How long you should take your beer out of the fridge before opening it:
COLD: Wheats and European lagers—5 minutes
COOL: Pale Ales, Ambers, Tripels, Stouts and Porters—10 minutes
CELLAR: IPA’s, Bitters, Brown Ales, Saisons, strong Stouts and Porters—15 minutes
You wouldn’t drink wine from the bottle, so why are you still treating your precious brewskie as a second-class citizen? Pouring your beer into a glass ups the enjoyment factor in two big ways. First, it releases carbonation, so you can say goodbye to bloat. Second it creates a foamy top that traps beer’s beautiful aromatics and protects it from beer-spoiling oxygen. My go-to for nearly every beer style is the tulip glass.
Head. Learn to dig it
As Canadians we like our beers poured right to the top of the pint glass—just scrape off the foamy waste, right? Wrong! A thick head (say 1.5 to 2 inches) is a thing of beauty: it traps aromatics and protects from ale-spoiling oxygen. Plus those bubbles make for some good mouth texture. Aw yeah, mouth texture. To create optimal head, pour beer at a 75-degree angle, tilting the bottle straight up once your glass is filled up about three-quarters of the way.
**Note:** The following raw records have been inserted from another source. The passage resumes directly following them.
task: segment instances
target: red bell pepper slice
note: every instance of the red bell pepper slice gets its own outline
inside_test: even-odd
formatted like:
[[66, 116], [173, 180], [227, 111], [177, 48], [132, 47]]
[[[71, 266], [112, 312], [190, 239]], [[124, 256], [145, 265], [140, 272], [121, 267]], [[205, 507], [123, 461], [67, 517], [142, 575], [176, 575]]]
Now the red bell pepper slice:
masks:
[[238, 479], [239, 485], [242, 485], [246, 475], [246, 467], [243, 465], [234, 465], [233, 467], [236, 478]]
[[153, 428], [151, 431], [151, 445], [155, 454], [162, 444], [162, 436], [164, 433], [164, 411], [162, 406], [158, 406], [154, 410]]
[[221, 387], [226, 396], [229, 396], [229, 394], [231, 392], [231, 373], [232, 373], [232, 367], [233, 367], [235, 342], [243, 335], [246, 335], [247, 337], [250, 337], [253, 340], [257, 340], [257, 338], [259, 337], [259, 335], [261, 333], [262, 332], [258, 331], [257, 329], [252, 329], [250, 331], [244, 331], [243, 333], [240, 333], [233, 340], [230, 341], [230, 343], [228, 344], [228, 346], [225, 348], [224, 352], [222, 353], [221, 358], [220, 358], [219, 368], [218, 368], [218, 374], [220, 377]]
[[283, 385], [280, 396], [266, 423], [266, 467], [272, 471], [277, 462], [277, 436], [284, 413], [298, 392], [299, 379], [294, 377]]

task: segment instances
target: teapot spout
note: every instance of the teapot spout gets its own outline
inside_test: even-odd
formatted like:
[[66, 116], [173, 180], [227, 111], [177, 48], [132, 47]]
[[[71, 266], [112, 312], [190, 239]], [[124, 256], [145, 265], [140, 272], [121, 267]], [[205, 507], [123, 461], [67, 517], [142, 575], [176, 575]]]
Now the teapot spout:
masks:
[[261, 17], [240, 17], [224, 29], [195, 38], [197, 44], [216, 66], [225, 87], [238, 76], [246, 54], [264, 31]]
Once you’ve poured your beer into the glass, smell it. Immediately! Otherwise its delicate volatile aromas will disappear. Our tongues only pick up six different flavours, but our noses can discern over 10,000 aromas, so a couple of hound dog-like sniffs are guaranteed to deepen the beer’s deliciousness. The ale’s flavour changes as it warms, so remember to sniff it again later, too.
Find a few friends who appreciate beer (or food, or wine) as much as you do, then sit down and taste beer together. I love to invite a half-dozen friends over, and have them each bring a bottle of the same beer style—IPA’s for example. Wrap each bottles and pour each one “blind.” This will help you evaluate your brew in a neutral light, and get deeper into a style.
When finding the perfect dish for your beer, you’ll be halfway there is you can find a dish with equal intensity—for beer that means not just its alcohol level but the intensity of bitterness, roasty malts or spice. Then, get an idea of the flavours in your brew and match it to dishes with complimentary flavours. Beer’s bubbles are also a great dinner companion as they scrub the palate clean of fatty, creamy, rich fare.